Kate wanted the fresh air but the sewer would give them more privacy for the conversation they still needed to have. “Let’s take the sewer.”

Gaëlle seemed surprised by the answer, but shrugged and headed back into the manhole. “As you wish.”

Kate followed her down, and Nick brought up the rear, sliding the manhole cover back into place behind them. They walked alongside Gaëlle on the concrete banks to the sewer underneath place Denfert-Rochereau, then crossed a metal bridge to follow the line that ran under avenue du Général Leclerc.

“We didn’t ask you to show us the underground out of idle curiosity or for the unusual experience,” Kate said.

“I assumed there was more to it,” Gaëlle said.

“Nick and I are operatives for an international private security company, and we’ve been hired to prevent a biological attack on the United States. The group that’s planning this attack intends to steal the killer virus for their weapon from a basement lab at the Institut National pour la Recherche sur les Maladies Infectieuses.”

“On Denfert-Rochereau,” Gaëlle said, putting the pieces together. “They’re going to dig their way in.”

“They are and they aren’t,” Nick said. “We’ve infiltrated the group to trick them into breaking into a fake lab in the basement of another building on the same street. We need you to help us fool them.”

“What could I do?” she asked.

“You’d be their guide. You’d lead them to the dig site by a different route each day, supposedly to avoid attracting attention, but really just to confuse them,” Nick said. “We could also switch out some of the street signs underground to add to their confusion.”

“After what we’ve experienced today,” Kate said, “I don’t think confusing them is going to be that hard.”

“If what you are saying is true,” Gaëlle said, “why is a private security firm stopping this terrorist attack and not the police? Who hired you?”

“We can’t tell you who our client is,” Kate said. “But I can say that we’re often hired because we can ignore laws, jurisdictions, and national borders that restrict the ability of law enforcement agencies and governments to do their jobs.”
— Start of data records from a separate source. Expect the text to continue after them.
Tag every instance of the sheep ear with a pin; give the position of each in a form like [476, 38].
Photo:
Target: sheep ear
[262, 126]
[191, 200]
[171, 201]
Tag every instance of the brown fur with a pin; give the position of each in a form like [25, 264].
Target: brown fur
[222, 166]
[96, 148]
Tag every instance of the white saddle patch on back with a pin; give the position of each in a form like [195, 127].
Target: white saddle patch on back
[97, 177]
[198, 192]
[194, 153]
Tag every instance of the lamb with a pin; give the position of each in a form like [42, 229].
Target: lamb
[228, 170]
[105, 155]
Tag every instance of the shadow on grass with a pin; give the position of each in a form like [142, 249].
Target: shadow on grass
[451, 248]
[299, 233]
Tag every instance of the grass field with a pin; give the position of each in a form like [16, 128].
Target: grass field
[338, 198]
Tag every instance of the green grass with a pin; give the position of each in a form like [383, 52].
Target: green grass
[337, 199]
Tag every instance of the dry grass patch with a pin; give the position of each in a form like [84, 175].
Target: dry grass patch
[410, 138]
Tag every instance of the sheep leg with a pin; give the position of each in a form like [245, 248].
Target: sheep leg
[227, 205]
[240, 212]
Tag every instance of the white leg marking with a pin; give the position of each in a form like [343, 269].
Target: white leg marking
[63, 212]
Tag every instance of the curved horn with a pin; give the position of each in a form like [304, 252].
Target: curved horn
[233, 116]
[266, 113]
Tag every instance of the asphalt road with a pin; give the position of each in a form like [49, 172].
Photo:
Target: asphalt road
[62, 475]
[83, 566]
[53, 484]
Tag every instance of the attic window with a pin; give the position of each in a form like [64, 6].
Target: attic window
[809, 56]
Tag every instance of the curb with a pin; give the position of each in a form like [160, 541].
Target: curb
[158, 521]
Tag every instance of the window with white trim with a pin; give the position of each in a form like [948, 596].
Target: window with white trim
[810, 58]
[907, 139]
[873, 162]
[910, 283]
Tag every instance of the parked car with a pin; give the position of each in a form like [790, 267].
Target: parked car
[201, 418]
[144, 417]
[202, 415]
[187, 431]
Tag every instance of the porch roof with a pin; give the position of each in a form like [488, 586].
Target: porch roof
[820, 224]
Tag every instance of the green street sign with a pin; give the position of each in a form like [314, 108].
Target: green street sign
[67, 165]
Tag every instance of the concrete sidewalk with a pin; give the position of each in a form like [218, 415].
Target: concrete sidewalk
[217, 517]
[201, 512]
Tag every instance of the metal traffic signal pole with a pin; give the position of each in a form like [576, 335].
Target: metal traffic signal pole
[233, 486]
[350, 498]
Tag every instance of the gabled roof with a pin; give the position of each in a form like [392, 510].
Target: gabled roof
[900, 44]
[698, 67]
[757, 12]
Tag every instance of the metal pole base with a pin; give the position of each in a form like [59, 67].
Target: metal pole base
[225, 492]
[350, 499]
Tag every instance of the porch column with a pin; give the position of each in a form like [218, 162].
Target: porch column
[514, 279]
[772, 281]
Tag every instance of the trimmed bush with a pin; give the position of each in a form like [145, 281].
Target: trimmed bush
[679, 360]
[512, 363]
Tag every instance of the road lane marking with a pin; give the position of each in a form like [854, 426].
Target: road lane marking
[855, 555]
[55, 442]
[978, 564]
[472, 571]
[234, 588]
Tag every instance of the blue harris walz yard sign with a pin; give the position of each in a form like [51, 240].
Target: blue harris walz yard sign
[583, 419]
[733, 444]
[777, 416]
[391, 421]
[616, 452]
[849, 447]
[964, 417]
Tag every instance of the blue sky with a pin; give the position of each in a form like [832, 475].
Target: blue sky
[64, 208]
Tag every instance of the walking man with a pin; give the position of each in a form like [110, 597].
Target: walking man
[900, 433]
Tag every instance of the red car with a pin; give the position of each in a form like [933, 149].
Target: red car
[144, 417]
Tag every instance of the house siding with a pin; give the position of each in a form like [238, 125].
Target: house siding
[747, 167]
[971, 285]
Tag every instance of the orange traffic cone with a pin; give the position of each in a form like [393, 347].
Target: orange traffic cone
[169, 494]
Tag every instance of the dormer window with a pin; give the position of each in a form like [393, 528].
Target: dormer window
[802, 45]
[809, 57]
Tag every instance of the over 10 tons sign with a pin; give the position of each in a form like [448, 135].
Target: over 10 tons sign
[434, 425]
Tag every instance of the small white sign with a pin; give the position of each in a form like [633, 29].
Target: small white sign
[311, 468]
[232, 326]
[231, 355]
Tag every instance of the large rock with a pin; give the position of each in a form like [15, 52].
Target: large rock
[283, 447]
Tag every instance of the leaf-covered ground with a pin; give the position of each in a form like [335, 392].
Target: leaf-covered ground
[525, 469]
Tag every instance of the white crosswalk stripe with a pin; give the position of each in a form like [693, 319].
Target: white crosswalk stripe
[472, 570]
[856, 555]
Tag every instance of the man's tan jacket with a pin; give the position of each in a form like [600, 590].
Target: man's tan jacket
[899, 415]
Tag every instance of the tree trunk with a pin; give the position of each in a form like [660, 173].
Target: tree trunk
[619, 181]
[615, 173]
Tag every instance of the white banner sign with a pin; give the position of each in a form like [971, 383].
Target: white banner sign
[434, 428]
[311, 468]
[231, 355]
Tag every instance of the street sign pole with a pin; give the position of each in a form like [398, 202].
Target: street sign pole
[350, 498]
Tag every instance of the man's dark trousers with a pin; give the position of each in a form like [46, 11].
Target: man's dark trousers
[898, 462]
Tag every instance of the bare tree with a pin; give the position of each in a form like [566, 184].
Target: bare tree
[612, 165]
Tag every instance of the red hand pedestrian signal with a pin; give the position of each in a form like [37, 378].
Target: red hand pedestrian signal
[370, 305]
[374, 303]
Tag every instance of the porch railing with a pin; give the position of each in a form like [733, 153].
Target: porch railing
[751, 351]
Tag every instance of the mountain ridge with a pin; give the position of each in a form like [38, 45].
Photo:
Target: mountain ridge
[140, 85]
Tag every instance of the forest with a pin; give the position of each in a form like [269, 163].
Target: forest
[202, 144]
“We aren’t accountable to taxpayers, either, and have very deep pockets,” Nick said. “We’ll pay you a hundred thousand euros to help us.”

Gaëlle stopped and stared at him. “How much?”

“One hundred thousand euros.”

She kept staring at him. “Mon Dieu. Vraiment?”

“Oui,” Nick replied.

“Before you get seduced by the money,” Kate said, “you need to know that what we are asking you to do is extremely dangerous. You’ll be undercover among killers. We’ll be there with you, and we’ll do our best to protect you, but we can’t guarantee your safety.”

Gaëlle narrowed her eyes. “How do I know you’re who you say you are?”

“You don’t,” Kate said. “You’d have to trust us.”

“Two complete strangers that I just met,” Gaëlle said. “Telling a pretty fantastical story.”

“That’s right,” Kate said.

“But once you’re involved, you’ll see the inner workings of the con and the time, effort, and expense that’s going into it,” Nick said. “It will be immediately clear to you that we couldn’t be doing anything else except what we say we are.”

“There will also be nothing stopping you at any time from walking away or going to the police or telling the bad guys who we are,” Kate said. “So the trust works both ways. We’ll be trusting you with our lives and those of our team.”

“You have other people involved in this?” Gaëlle said.

“People we’ve recruited for their special skills,” Kate said. “Just like you.”

Gaëlle thought about it for a long moment. “I haven’t done much with my life. I just drive people around and wander through dark tunnels, lost in the past or myself. What good has it been? What have I achieved? If I can use that experience to save lives, then everything I’ve done up until now has actually meant something. So yes, I’ll help you, and I’ll take your money, too.”

Nick shook her hand. “Welcome to the team.”